Author
Listed:
- Mingxing Gao
- Xu Wang
- Shoulin Zhu
- Peng Guan
Abstract
Potholes are the most common form of distress on cement concrete pavements, which can compromise pavement safety and ridability. Thus, timely and accurate pothole detection is an important task in developing proper maintenance strategies and ensuring driving safety. This paper proposes a method of integrating the processing of grayscale and texture features. This method mainly combines industrial camera to realize rapid and accurate detection of pothole. Image processing techniques including texture filters, image grayscale, morphology, and extraction of the maximum connected domain are used synergistically to extract useful features from digital images. A machine learning model based on the library for support vector machine (LIBSVM) is constructed to distinguish potholes from longitudinal cracks, transverse cracks, and complex cracks. The method is validated using data collected from agricultural and pastoral areas of Inner Mongolia, China. The comprehensive experiments for recognition of potholes show that the recall, precision, and F1-Score achieved are 100%, 97.4%, and 98.7%, respectively. In addition, the overlap rate between the extracted pothole region and the original image is estimated. Images with an overlap rate greater than 90% accounted for 76.8% of the total image, and images with an overlap rate greater than 80% accounted for 94% of the total image.
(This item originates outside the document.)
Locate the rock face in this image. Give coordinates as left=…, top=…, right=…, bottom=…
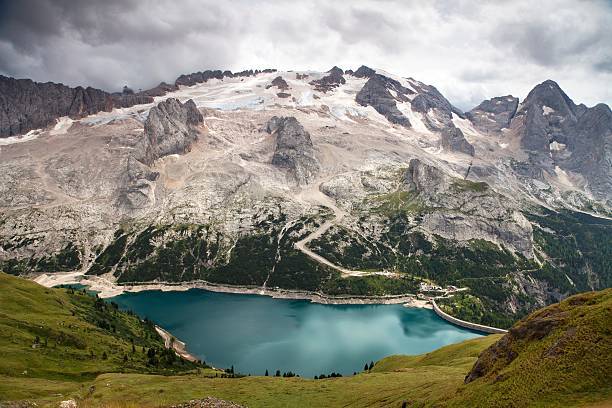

A comparison discloses that the proposed approach is superior to the existing method not only from the perspective of the accuracy of pothole detection but also from the perspective of the segmentation effect and processing efficiency.
Suggested Citation
Mingxing Gao & Xu Wang & Shoulin Zhu & Peng Guan, 2020.
"Detection and Segmentation of Cement Concrete Pavement Pothole Based on Image Processing Technology,"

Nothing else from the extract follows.